THE shops are stacked six feet high with goods, the streets outside are jammed with customers and salespeople are sweating profusely under the onslaught. But this is not a high street during the Christmas-shopping season in the rich world. It is the Onitsha market in southern Nigeria, every day of the year. Many call it the world’s biggest. Up to 3m people go there daily to buy rice and soap, computers and construction equipment. It is a hub for traders from the Gulf of Guinea, a region blighted by corruption, piracy, poverty and disease but also home to millions of highly motivated entrepreneurs and increasingly prosperous consumers.

Over the past decade six of the world’s ten fastest-growing countries were African. In eight of the past ten years, Africa has grown faster than East Asia, including Japan. Even allowing for the knock-on effect of the northern hemisphere’s slowdown, the IMF expects Africa to grow by 6% this year and nearly 6% in 2012, about the same as Asia.

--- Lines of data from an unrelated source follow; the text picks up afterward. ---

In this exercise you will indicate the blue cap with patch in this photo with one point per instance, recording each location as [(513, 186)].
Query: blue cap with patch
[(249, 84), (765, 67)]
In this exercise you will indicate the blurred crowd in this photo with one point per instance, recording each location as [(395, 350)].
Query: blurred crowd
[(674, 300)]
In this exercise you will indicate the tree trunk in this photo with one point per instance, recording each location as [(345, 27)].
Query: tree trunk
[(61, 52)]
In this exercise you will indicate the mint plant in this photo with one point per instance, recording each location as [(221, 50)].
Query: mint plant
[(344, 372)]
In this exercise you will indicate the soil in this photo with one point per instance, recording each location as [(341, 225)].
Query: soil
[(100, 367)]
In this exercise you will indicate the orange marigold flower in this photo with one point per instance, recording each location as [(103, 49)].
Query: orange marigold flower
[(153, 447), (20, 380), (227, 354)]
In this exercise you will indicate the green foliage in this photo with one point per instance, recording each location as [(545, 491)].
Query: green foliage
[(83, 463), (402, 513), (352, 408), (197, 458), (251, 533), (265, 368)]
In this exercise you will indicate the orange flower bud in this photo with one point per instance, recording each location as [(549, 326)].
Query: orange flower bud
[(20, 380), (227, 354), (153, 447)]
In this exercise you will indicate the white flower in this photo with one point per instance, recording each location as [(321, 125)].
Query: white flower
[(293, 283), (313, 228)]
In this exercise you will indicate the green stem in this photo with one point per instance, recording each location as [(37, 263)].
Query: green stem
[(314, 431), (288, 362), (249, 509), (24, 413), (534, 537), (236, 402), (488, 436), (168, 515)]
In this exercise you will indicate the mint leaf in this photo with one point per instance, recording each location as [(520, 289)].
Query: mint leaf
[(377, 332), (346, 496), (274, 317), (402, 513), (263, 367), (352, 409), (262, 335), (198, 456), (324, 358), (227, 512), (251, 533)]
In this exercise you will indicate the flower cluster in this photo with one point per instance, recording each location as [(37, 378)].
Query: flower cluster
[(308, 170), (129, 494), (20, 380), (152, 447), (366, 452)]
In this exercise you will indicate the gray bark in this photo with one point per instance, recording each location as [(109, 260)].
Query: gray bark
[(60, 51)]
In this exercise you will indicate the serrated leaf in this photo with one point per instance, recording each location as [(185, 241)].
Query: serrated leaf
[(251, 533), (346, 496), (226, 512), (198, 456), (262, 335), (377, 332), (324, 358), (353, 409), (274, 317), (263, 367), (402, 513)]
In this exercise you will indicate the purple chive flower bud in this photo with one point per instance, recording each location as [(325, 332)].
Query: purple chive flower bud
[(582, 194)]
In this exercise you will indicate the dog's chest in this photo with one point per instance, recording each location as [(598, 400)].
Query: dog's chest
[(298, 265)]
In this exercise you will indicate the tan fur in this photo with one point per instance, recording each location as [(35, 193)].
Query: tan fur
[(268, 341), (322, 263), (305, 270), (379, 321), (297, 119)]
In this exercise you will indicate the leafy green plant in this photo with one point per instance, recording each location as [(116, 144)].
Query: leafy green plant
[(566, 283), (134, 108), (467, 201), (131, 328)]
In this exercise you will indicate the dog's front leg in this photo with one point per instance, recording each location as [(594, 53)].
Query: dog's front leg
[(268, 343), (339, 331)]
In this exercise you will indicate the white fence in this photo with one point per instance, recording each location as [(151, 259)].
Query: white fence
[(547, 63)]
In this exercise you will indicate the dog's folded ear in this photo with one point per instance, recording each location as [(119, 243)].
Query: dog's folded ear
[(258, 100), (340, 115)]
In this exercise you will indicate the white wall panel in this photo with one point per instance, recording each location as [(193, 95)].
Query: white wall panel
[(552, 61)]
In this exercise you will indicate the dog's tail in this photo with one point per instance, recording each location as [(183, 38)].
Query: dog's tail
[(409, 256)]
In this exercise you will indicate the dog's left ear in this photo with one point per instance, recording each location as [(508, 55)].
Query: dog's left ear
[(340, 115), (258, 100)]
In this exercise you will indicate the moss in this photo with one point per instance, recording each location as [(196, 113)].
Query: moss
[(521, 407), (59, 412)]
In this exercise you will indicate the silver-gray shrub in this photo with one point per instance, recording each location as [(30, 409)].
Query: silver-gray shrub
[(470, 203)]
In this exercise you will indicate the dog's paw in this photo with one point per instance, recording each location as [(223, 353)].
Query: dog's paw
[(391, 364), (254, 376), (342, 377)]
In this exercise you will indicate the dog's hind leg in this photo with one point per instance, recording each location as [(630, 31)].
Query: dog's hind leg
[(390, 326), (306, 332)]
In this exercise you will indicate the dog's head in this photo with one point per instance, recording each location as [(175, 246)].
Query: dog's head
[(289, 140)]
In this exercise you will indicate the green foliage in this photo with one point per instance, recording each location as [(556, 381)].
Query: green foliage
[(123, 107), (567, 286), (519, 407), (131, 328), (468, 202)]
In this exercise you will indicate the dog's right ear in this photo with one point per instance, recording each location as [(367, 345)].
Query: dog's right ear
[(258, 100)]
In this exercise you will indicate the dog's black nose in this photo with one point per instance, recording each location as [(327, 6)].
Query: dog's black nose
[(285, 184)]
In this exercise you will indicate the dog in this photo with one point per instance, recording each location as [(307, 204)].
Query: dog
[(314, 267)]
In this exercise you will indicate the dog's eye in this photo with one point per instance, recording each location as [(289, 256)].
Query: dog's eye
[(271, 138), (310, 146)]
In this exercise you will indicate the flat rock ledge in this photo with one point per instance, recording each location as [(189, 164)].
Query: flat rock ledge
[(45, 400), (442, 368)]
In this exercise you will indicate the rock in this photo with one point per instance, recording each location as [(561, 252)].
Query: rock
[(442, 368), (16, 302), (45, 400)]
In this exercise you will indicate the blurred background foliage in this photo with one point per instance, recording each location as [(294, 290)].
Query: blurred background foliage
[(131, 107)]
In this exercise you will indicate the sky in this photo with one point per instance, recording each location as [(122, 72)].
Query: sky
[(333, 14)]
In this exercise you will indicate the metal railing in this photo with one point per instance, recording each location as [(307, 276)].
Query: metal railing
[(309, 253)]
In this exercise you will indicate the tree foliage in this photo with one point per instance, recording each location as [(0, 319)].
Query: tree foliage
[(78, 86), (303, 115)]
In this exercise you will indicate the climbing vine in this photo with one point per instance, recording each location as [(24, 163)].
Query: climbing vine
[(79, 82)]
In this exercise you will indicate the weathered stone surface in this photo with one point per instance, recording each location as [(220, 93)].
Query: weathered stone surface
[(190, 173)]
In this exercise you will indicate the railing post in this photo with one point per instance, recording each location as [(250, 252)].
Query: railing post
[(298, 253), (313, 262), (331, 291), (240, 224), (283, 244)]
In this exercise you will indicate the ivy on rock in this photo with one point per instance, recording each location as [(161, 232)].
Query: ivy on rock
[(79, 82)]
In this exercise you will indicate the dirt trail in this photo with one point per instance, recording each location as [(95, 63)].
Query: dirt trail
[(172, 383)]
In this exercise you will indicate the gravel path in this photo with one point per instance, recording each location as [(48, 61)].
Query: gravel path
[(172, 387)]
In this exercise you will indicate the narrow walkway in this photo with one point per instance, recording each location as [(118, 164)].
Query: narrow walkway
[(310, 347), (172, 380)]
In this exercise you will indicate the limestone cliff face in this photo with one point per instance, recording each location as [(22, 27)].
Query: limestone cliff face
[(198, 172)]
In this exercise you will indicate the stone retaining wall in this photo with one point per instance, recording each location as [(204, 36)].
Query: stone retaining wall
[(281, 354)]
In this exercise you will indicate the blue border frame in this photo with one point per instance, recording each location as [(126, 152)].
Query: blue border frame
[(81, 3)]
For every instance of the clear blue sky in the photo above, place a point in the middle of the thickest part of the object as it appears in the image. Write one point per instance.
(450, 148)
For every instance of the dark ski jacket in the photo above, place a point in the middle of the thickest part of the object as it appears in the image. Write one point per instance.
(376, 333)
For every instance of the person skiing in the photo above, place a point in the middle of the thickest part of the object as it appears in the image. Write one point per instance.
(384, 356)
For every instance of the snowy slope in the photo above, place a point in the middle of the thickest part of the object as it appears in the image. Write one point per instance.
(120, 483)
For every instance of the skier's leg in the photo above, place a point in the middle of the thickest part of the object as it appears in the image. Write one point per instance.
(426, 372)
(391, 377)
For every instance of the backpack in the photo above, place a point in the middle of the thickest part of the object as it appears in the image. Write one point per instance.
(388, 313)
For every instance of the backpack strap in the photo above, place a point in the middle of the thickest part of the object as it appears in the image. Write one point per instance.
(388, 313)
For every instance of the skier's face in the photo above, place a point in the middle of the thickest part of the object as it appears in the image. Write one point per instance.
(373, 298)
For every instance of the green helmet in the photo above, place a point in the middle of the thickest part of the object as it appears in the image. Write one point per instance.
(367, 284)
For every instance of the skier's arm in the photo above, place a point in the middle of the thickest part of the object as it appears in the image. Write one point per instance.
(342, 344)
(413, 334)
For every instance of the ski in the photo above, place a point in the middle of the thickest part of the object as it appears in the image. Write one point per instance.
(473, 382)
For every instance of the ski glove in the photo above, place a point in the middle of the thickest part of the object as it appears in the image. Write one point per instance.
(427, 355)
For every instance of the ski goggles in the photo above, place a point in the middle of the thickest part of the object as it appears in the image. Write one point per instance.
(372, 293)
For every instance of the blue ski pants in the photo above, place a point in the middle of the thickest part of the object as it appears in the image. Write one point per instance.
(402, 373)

The commodities boom is partly responsible. In 2000-08 around a quarter of Africa’s growth came from higher revenues from natural resources. Favourable demography is another cause. With fertility rates crashing in Asia and Latin America, half of the increase in population over the next 40 years will be in Africa. But the growth also has a lot to do with the manufacturing and service economies that African countries are beginning to develop. The big question is whether Africa can keep that up if demand for commodities drops.

Copper, gold, oil—and a pinch of salt

Optimism about Africa needs to be taken in fairly small doses, for things are still exceedingly bleak in much of the continent. Most Africans live on less than two dollars a day. Food production per person has slumped since independence in the 1960s. The average lifespan in some countries is under 50. Drought and famine persist. The climate is worsening, with deforestation and desertification still on the march.